Comparisons to Addiction: The involvement of the striatum in limerence has been likened to its role in addiction. Both states involve a compulsive pursuit of rewarding stimuli, driven by the same dopaminergic pathways. In limerence, the LO becomes the primary source of reward, similar to how substances or addictive behaviors function in addiction. The neural mechanisms that reinforce drug-seeking behavior in addiction similarly reinforce the obsessive pursuit of the LO in limerence.

Positive Reinforcement and Feedback Loop: Positive interactions or perceived signals of interest from the LO result in dopamine release, providing strong positive reinforcement. This reinforcement strengthens the association between the LO and the rewarding feelings, perpetuating a feedback loop where the limerent individual continuously seeks out the LO for more dopamine-driven rewards.

The striatum’s role in the brain’s reward system is crucial for understanding the mechanisms of limerence. Its involvement in dopamine release, motivation, goal-directed behavior, and habit formation explains the intense pleasure, obsession, and emotional dependency experienced by individuals in a limerent state. By engaging the same neural pathways associated with addiction, the striatum helps to perpetuate the powerful and often overwhelming nature of limerence.

Scam Victims and Limerence – They Did Not Fall In Love!

Many scam victims believe they have genuinely fallen in love with romance scammers or their fake personas/profiles, but in reality, what they typically experience is limerence—a state of intense emotional infatuation and obsession driven by psychological and neurobiological mechanisms. This misinterpretation can lead to devastating psychological consequences.

The Illusion of Love and the Reality of Limerence

Romance scammers skillfully manipulate their victims’ emotions, creating an illusion of deep, genuine affection. They often use carefully crafted messages, attentive communication, and feigned empathy to construct a sense of intimacy and trust. Victims, feeling an intense emotional connection, often mistake these manipulations for true love. However, the symptoms and experiences of these victims align more closely with limerence than with authentic, reciprocated love.

Emotional Rollercoaster and Obsessive Thoughts

Limerence is typically characterized by an emotional rollercoaster where the victim experiences extreme highs and lows based on the scammer’s interactions, often based on the cycles of the scammer’s love bombing and amygdala hijacks. The scammer’s messages, which may alternate between affection and calculated absence, trigger dopamine releases in the brain, creating intense feelings of pleasure and anticipation. This dopamine-driven reward system (dopamine signaling) reinforces the victim’s obsession with the scammer, making it difficult for them to think about anything else. The striatum, a key part of the brain’s reward system, plays a significant role in this process by reinforcing the neural pathways associated with thoughts of the scammer, leading to intrusive and persistent thoughts.

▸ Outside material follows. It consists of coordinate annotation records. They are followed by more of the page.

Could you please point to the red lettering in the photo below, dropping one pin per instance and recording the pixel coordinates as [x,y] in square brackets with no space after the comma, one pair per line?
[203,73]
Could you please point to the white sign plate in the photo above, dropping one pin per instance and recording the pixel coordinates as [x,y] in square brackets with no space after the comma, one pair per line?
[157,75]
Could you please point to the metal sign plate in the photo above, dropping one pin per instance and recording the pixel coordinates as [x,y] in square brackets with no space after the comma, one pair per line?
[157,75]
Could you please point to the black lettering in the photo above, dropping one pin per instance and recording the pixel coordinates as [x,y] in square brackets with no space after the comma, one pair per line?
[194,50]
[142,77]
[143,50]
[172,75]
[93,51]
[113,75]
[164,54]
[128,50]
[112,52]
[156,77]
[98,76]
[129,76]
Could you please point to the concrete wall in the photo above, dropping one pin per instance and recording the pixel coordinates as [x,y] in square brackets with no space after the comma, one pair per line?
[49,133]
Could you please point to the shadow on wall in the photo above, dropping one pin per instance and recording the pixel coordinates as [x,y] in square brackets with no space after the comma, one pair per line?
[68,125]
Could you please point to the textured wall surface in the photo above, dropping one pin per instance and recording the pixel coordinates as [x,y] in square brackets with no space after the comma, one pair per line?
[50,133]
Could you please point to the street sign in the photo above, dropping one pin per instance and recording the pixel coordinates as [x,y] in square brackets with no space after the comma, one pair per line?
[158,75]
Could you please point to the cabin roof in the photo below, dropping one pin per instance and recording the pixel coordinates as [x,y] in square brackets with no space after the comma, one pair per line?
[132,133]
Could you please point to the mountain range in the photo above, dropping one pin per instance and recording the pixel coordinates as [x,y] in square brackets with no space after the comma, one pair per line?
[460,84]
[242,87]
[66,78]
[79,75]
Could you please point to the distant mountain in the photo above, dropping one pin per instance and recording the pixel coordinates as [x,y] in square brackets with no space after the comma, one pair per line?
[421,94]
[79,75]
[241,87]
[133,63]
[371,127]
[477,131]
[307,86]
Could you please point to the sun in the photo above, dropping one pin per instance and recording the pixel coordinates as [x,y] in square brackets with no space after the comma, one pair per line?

Dependency and Emotional Vulnerability

Scammers exploit the emotional dependency created by limerence. Victims often become emotionally dependent on the scammer, with their mood and self-worth tied to the scammer’s perceived interest and approval. This dependency makes them highly vulnerable to manipulation that also increases limerence, as they are willing to go to great lengths to maintain the scammer’s affection, often resulting in significant financial and emotional losses.

Manipulation and Control

Scammers leverage the characteristics of limerence to exert control over their victims. By providing intermittent reinforcement—responding positively at times and withdrawing at others—they keep the victim in a constant state of longing and uncertainty. This tactic enhances the victim’s emotional investment and desperation to regain the scammer’s affection, a behavior driven by the brain’s need to seek out the next dopamine reward.

The Wake-Up Call

For many victims, the realization that they have been scammed is a profound shock – psychological betrayal trauma. They must grapple not only with the financial and emotional betrayal but also with the understanding that they perceived they were in love when in actuality it was actually a manifestation of limerence. This realization can be deeply disorienting, as it challenges the victim’s understanding of their own emotions and judgments.

Psychological and Social Implications

Limerence can have significant psychological and social implications. While it can be a euphoric and motivating experience, it can also lead to emotional distress, impaired judgment, and difficulties in everyday functioning if the feelings are not reciprocated or if they interfere with other aspects of life. Understanding limerence can help individuals and mental health professionals recognize and manage these intense feelings, providing pathways to healthier relationships and emotional well-being.

Make sure that you talk to your psychologist about this.

Limerence vs. Obsessive Love Disorder (OLD)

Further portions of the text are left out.